Le parquet colombien a convoqué le 2 mai le ministre de la Défense, Iván Velásquez, et la direction militaire pour les interroger sur l’attentat du 29 mars à El Carmen, dans le département de Norte de Santander, qui a fait 10 morts parmi les soldats.
En plus de Velásquez, le commandant des forces militaires, le général de division Helder Fernán Giraldo, doit assister à la convocation de l’entité chargée des poursuites ; le commandant de l’armée, le général de division Luis Mauricio Ospina, et le chef du commandement opérationnel de l’énergie à Norte de Santander, le colonel Jhon Freddy Correa.

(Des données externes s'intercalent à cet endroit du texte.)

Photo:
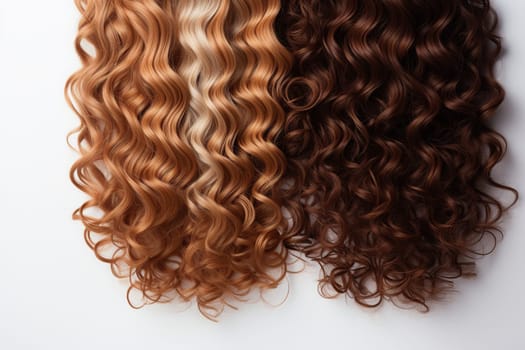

La procédure sera menée « dans le but d’obtenir des éléments de connaissance permettant de clarifier les actions militaires menées par les membres de l’Armée nationale contre les organisations criminelles qui ont ingéré sur le territoire où l’attaque a eu lieu ».
Dans l’enquête sur la mort des dix soldats dans l’attaque, le parquet a déjà entendu les déclarations du chef d’état-major des opérations de l’armée, le général de brigade Fredy Marlon Coy ; le commandant de la deuxième division d’armée, le général de brigade Nayro Javier Martínez, et le commandant du commandement spécifique de l’armée à Norte de Santander, le général de brigade Ricardo Roque.
L’attaque s’est produite à Guamalito, un hameau de la municipalité d’El Carmen, contre des soldats du bataillon spécial de l’énergie et de la route n ° 10, qui allaient effectuer des patrouilles pour s’occuper de l’infrastructure pétrolière, cible d’innombrables attaques par le ELN.
Dans l’attaque, un deuxième caporal, un troisième caporal et 7 soldats qui effectuaient leur service militaire obligatoire sont morts, tous des jeunes âgés de 18 à 25 ans.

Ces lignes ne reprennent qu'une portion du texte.